Tribunal Administratif d'Amiens — Décision N° TA80-2304068

jeudi 4 décembre 2025

JuridictionTribunal Administratif d'Amiens
SectionTribunal Administratif d'Amiens
N° DossierTA80-2304068
TypeDécision
RecoursExcès de pouvoir
PublicationC
Formation2ème Chambre

Résumé IA

Le Tribunal Administratif d'Amiens rejette la requête de M. A..., adjudant-chef, qui contestait le refus de l’administration de lui verser l’indemnité de sujétions d’absence opérationnelle (ISAO) pour des missions de formation en 2022. Le tribunal estime que les actions de formation de formateurs en conduite tout-terrain ne constituent pas une activité opérationnelle de préparation des forces au sens du décret n° 2021-1701 du 17 décembre 2021 et de l’arrêté du 20 décembre 2021. Par conséquent, la décision de refus n’est pas entachée d’erreur de droit.

Texte intégral

Vu la procédure suivante :

Par une requête, enregistrée le 24 novembre 2023, M. B... A... doit être regardé comme demandant au tribunal d’annuler la décision implicite de rejet formé contre la décision révélée le 2 mars 2023 lui refusant le paiement de la somme de 3 468 euros au titre de l’indemnité de sujétions d’absence opérationnelle pour des missions de formation effectuées au cours de l’année 2022.

Le requérant doit être regardé comme soutenant que cette décision est entachée d’erreur de droit dès lors que les formations auxquelles il a participé sont éligibles à l’indemnité de sujétions d’absence opérationnelle.

Par un mémoire en défense, enregistré le 12 avril 2024, le ministre des armées conclut au rejet de la requête.

Il fait valoir que le moyen soulevé par le requérant n’est pas fondé.

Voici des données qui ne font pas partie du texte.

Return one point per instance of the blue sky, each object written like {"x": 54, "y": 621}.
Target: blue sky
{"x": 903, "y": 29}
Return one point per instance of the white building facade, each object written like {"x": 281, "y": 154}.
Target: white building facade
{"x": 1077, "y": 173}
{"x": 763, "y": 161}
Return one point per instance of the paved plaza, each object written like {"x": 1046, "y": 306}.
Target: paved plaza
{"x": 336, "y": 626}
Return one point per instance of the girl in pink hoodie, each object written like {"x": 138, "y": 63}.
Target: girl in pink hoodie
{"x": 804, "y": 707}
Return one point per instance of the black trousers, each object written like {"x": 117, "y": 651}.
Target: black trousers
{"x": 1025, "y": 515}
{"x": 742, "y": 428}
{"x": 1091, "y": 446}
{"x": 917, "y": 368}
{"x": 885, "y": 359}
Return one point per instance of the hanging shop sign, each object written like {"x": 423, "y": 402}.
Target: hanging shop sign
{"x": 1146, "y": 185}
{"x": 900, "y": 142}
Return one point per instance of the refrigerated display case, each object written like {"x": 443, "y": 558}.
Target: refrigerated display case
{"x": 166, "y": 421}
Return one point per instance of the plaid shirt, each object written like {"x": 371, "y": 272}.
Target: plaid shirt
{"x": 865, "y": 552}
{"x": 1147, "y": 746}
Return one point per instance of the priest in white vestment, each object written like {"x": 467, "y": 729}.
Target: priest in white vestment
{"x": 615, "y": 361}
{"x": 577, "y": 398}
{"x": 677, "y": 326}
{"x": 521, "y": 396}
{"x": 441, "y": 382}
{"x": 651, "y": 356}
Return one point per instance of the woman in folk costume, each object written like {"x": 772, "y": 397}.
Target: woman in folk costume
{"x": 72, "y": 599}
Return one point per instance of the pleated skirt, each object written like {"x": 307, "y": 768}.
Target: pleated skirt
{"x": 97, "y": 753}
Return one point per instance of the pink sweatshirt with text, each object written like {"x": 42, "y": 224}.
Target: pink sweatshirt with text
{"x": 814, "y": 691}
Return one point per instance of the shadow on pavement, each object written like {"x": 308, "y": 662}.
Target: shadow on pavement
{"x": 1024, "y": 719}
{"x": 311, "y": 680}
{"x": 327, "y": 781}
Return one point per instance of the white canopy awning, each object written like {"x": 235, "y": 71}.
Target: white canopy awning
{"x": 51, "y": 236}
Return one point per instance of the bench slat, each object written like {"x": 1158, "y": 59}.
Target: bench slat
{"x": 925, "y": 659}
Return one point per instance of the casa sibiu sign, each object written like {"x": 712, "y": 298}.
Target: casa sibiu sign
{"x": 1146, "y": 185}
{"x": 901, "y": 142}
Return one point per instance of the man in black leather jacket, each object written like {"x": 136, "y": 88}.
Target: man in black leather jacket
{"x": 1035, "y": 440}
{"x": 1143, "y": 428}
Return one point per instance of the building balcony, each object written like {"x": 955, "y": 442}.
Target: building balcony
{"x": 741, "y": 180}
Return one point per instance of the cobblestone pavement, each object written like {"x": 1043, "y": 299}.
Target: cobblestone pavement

Par une ordonnance du 15 avril 2024, la clôture de l’instruction a été fixée au 3 juin 2024.

Vu les autres pièces du dossier.

Vu :
- le code de la défense ;
- le décret n° 2021-1701 du 17 décembre 2021 ;
- l’arrêté du 17 décembre 2021 pris pour l’application du décret n° 2021-1701 du 17 décembre 2021 relatif à l’indemnité de sujétions d’absence opérationnelle ;
- l’arrêté du 20 décembre 2021 fixant le référentiel opérationnel des militaires placés sous l’autorité du ministre de la défense ;
- le code de justice administrative.
Les parties ont été régulièrement averties du jour de l’audience.

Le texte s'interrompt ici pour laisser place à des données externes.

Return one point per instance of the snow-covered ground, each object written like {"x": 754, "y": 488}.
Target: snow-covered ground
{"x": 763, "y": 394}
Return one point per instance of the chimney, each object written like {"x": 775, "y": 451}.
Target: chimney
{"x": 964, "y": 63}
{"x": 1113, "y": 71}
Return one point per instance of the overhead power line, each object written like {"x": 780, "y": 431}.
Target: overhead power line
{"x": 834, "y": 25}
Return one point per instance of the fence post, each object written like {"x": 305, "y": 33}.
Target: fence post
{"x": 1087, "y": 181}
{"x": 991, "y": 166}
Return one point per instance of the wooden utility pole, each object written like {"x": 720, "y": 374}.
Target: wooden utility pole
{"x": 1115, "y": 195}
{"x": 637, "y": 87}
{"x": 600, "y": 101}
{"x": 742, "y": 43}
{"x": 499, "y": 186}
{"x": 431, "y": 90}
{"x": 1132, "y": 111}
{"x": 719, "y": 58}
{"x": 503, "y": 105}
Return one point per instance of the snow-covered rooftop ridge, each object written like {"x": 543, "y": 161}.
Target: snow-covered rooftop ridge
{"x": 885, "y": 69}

Ont été entendus au cours de l’audience publique :
- le rapport de Mme Sako, conseillère,
- et les conclusions de M. Menet, rapporteur public.


Considérant ce qui suit :

M. B... A..., adjudant-chef en fonction au centre d’instruction élémentaire de conduite de Sissone, a été désigné pour participer, en tant que directeur de stage ou de formateur, à des actions de formation du 29 août au 16 septembre 2022 et du 10 au 28 octobre 2022. Par une demande du 2 mars 2023, il a saisi le colonel commandant de la formation administrative des écoles militaires de Bourges d’une demande tendant au versement de l’indemnité de sujétions d’absence opérationnelle (ISAO) au titre de ces deux actions de formation, pour un montant de 3 468 euros. Par un recours administratif préalable obligatoire formé le 12 juin 2023 devant la commission de recours des militaires, M. A... a sollicité l’annulation de la décision lui refusant le paiement de cette indemnité. Par la présente requête, M. A... doit être regardé comme demandant au tribunal d’annuler la décision implicite de rejet du recours administratif qu’il a formé contre la décision lui refusant le paiement de l’ISAO.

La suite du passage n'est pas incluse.